僕にとって欠かせないのは、一人になって自分を見つめる時間。
1日最低2時間は、誰にも邪魔されず、静寂の中で、内面に浸れる時を過ごします。
2時間というと、長いと驚かれることも多いのですが、考えてみてください。
1日24時間の中の、ほんの一割にも満たない長さです。
それくらいは、贅沢ではないように思います。
自分の人生の中の、自分のための時間なのですから。
現代人はあまりにも、自分の心を疎かにしている気がしてなりません。
通信や移動の手段がこれだけ発達し、話したいと思う相手とは瞬時につながることができ、コミュニケーションのコストは劇的に下がりました。
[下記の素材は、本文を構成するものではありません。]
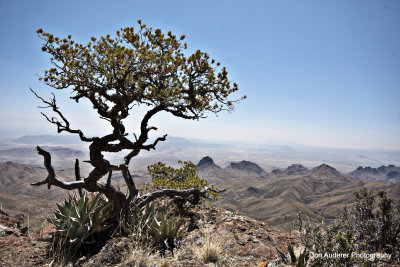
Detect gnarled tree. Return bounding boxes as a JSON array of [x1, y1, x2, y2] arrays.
[[31, 21, 244, 211]]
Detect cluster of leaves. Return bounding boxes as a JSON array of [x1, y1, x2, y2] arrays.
[[36, 20, 245, 122], [48, 193, 186, 262], [146, 160, 219, 201], [128, 204, 159, 243], [46, 193, 114, 259], [351, 189, 400, 253], [297, 188, 400, 266], [148, 213, 184, 253], [127, 204, 184, 254], [307, 223, 356, 266]]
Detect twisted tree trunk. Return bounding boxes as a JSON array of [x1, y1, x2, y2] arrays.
[[32, 146, 222, 212]]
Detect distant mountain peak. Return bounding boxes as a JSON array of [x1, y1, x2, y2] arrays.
[[198, 156, 214, 166], [286, 164, 308, 175], [272, 164, 308, 176], [311, 164, 341, 176], [197, 156, 220, 170], [228, 160, 264, 174]]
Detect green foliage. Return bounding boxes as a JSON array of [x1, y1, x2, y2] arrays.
[[128, 204, 184, 253], [36, 21, 245, 122], [349, 189, 399, 254], [46, 193, 113, 258], [148, 213, 184, 243], [146, 160, 219, 201], [128, 204, 158, 243], [310, 224, 356, 266], [148, 212, 184, 254], [297, 188, 400, 266]]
移動のためにかけていた時間は年々削減されて、リモートワークも広がって、仕事もどんどん効率化されています。
それで生まれたゆとりを、果たして何に使っているのか?
日常を振り返ってみて、どうでしょうか。
きっと無意識に消費している時間が多いはずです。
何に向けて消費しているかというと、おそらくは「自分の内面以外の何か」です。
ネットニュースをだらだらと見続けたり。
飛んでくるメールやチャットに対応するのに追われたり。
顔も知らない誰かのつぶやきの羅列を、飽きることなく眺めたり。
人間は寂しがりの動物だから、人といつでもつながるための道具や技術を発明し続け、発展させてきました。
結果、できあがったのは、あまりにも騒然とした世の中です。
僕たちは常に他人の声に囲まれ、他人の声に振り向かされ、他人の声に応えようとして忙しい。